As protein is lost in the urine, this leads to low levels of protein in the blood. Protein and other chemicals in the blood exert an osmotic pressure which tends to pull fluid into the blood vessels. If the concentration of protein in the blood reduces, the osmotic pressure reduces, and fluid leaks out from the blood vessels into the tissues. This leads to oedema (fluid retention) which is the main symptom of nephrotic syndrome. When fluid leaks out of blood vessels into the body tissues, this causes swelling and puffiness of the affected tissues. The face, especially around the eyes, usually becomes puffy first. The ankles can also become puffy and swollen and as oedema becomes worse, the calves, then the thighs may become swollen. In severe cases, fluid can accumulate in the abdominal cavity (ascites) or in the chest between the lungs and the chest wall (pleural effusion). Ascites can cause abdominal pain and discomfort due to distension. Pleural effusions may cause chest pain and breathlessness.
Other symptoms that may develop include:
- Tiredness and lethargy.
- A poor appetite.
- Diarrhoea and/or vomiting (especially in children).
Symptoms of nephritic syndrome can include:
- Blood in the urine (haematuria) – damage to the glomeruli can cause blood to pass into the urine.

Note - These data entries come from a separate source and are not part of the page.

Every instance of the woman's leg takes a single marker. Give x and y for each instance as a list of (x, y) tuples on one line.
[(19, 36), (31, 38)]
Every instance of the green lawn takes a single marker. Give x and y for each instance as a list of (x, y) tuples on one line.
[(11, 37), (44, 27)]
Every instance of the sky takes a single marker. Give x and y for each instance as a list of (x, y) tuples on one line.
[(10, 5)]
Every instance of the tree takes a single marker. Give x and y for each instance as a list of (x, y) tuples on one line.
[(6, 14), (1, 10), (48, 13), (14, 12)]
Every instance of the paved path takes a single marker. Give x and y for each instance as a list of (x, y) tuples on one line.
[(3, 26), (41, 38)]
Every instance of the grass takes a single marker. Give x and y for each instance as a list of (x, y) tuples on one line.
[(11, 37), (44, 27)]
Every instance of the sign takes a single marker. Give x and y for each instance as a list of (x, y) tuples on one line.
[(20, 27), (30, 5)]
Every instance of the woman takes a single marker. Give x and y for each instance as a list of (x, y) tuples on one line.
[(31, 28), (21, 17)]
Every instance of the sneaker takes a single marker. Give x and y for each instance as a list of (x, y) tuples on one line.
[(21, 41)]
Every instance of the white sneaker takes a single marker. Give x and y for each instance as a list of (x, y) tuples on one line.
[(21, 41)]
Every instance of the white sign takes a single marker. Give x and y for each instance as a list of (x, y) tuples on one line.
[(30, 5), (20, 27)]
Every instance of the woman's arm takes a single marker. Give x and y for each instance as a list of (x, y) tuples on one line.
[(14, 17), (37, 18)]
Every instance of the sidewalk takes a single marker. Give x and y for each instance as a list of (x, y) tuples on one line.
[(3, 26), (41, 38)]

The blood may be obvious to the naked eye but, in some people, there may only be very small amounts of blood present that can only be detected when the urine is examined under a microscope, or when a urine testing strip is dipped into the urine to detect blood.
- Protein in the urine (proteinuria) – damage to the glomeruli can also cause protein to leak into the urine. High levels of protein in the urine can make it frothy but, most of the time, protein in the urine is only detected when the urine is tested using a urine testing strip dipped into the urine. (However, there will be less protein than in nephrotic syndrome.)

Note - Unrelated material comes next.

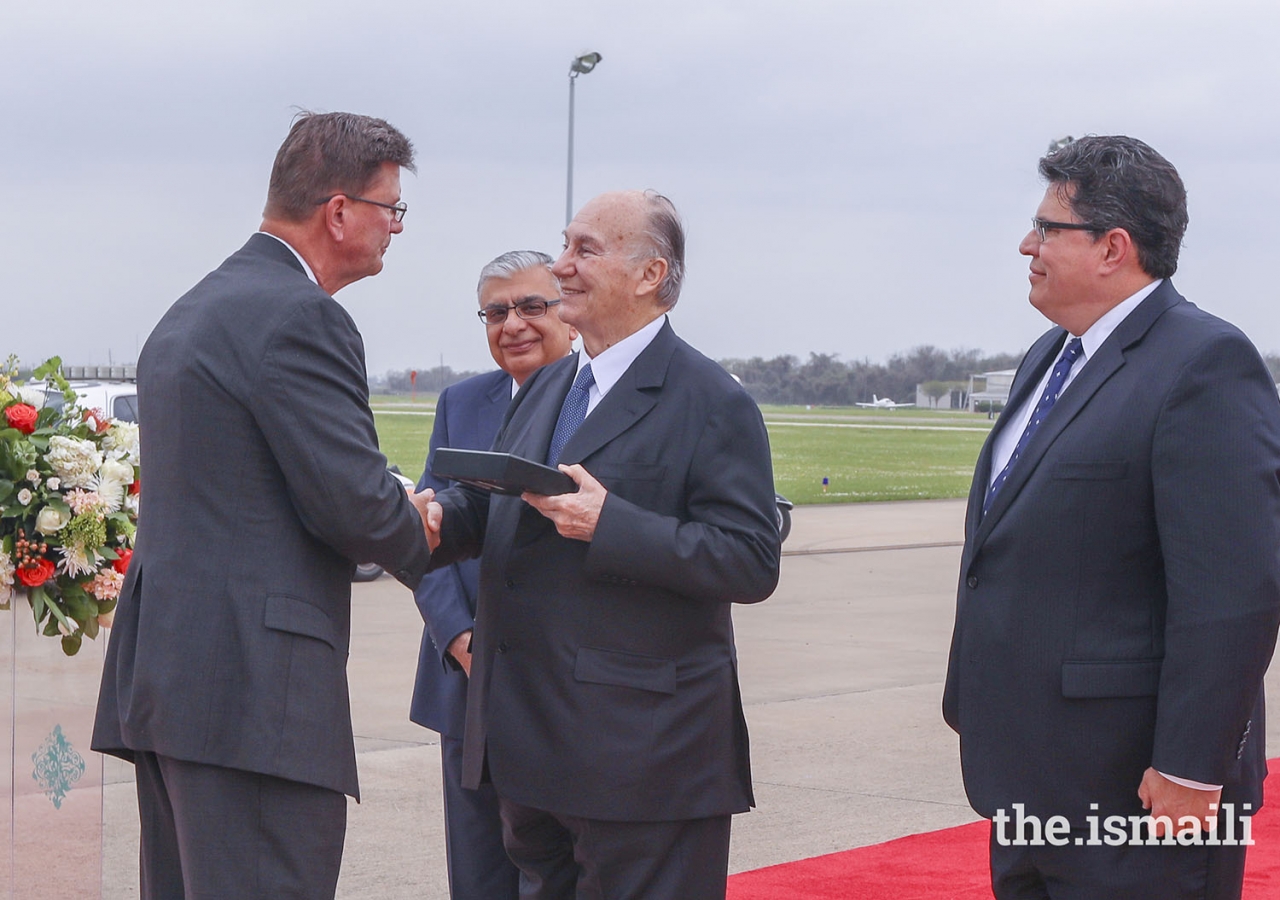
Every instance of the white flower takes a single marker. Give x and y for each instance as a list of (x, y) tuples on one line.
[(50, 521), (5, 579), (112, 482), (106, 584), (120, 442), (30, 394), (76, 561), (85, 501), (74, 461)]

- Passing less urine than usual. Urine may also be darker in colour.
- Oedema – puffy eyes and puffy face; puffy ankles and legs.
- High blood pressure.
What are the possible complications of glomerulonephritis?
Complications of glomerulonephritis can include:
- High blood pressure (hypertension) – the kidneys usually help to control blood pressure. Kidney damage due to glomerulonephritis can interfere with blood pressure control. High blood pressure, if not treated, leads to an increased risk of heart disease and stroke. It can also make kidney damage worse.
- Chronic kidney disease – may develop due to damage to the glomeruli. This can cause various symptoms and, in some cases, can progress to end-stage kidney (renal) failure. See separate leaflets called Chronic kidney disease and Mild-to-moderate chronic kidney disease for details.
How is glomerulonephritis diagnosed?
Various investigations may be suggested if glomerulonephritis is suspected. These may include:
- Testing the urine for blood and protein – this can be done using a dipstick in the clinic. You may also be asked to collect all of the urine that you produce over a 24-hour period to measure the exact amount of protein present.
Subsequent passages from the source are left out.